My fried catfish was satisfyingly crunchy, but the filets were quite thin, and it was difficult to find the fishy flavor I love about catfish. I am one of those people that revels in fishiness (as long as it’s fresh, obvs). The fishier tasting it is, the better, IMO. If I wanted to eat something bland, I’d go the chicken breast route.

Screen Door’s seafood jambalaya.
Screen Door’s seafood jambalaya. Janey Wong

We also tried Screen Door’s seafood jambalaya, which despite the menu’s lack of description, was a creole version. This dish was the biggest letdown of the meal. The blackened rockfish that sat atop the dish was the best part about it. Otherwise, the mushy broken rice lacked adequate spice and all in all tasted as if it was cooked by a college student from a box before being thrown haphazardly on a plate.

My favorite part of the meal was hands down the house made cream soda. Aside: this is one of the only acceptable usages of the word soda; fellow Pacific Northwesterners know it’s POP. Don’t @ me. Flavors rotate, but the one I had was blackberry, and its effervescence was nicely tempered by the addition of crushed ice. (If you read my previous column, Cocktail To-Go Club, you know how I feel about crushed ice.)

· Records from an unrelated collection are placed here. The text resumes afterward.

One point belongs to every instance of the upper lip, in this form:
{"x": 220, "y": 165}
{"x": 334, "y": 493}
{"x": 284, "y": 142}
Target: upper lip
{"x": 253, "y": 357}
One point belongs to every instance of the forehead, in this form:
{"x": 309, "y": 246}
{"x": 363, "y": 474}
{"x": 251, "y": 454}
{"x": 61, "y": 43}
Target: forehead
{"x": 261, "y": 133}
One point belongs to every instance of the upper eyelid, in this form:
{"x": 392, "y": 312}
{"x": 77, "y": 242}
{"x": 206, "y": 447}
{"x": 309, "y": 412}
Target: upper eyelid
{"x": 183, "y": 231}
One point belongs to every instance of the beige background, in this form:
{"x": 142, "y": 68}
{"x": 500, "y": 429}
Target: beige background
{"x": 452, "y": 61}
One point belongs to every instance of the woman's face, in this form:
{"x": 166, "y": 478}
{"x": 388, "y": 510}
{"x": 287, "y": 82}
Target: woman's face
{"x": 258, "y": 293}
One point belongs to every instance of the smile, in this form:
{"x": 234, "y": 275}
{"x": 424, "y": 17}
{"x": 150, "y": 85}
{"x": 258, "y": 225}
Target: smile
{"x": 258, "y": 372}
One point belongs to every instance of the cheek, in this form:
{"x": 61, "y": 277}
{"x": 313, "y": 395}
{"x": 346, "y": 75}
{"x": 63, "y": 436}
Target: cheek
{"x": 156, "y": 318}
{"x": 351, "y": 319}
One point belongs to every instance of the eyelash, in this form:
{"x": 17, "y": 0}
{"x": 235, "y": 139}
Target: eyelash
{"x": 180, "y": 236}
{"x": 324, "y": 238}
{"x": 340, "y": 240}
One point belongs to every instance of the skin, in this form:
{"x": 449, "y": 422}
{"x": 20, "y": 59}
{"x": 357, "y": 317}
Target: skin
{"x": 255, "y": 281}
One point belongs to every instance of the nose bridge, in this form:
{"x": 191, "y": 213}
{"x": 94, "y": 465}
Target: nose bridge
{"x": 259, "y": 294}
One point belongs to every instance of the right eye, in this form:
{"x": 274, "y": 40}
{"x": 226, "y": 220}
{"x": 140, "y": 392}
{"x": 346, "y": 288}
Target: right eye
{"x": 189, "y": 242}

Idk what a “cliff cake” is, but it was pretty damn good.
Idk what a “cliff cake” is, but it was pretty damn good. Janey Wong

We ended with the Cliff Cake Layer Cake (the redundancy of the name irks this writer/editor), which was a blueberry lemon pound cake layered with lemon cream cheese frosting and served with lemon curd ice cream and blueberry compote. As a dessert, it was on the lighter side and a good cap to the meal. The lemon and blueberries understood the assignment and worked well together, and the cake was less dense than you’d expect a pound cake to be. Getting into some minutiae here, but the crumbs provided a great textural element and I thought it smart to perch the ice cream on top—it seems the pastry chef knows the pain of chasing a scoop ice cream as it slides all 'round your plate.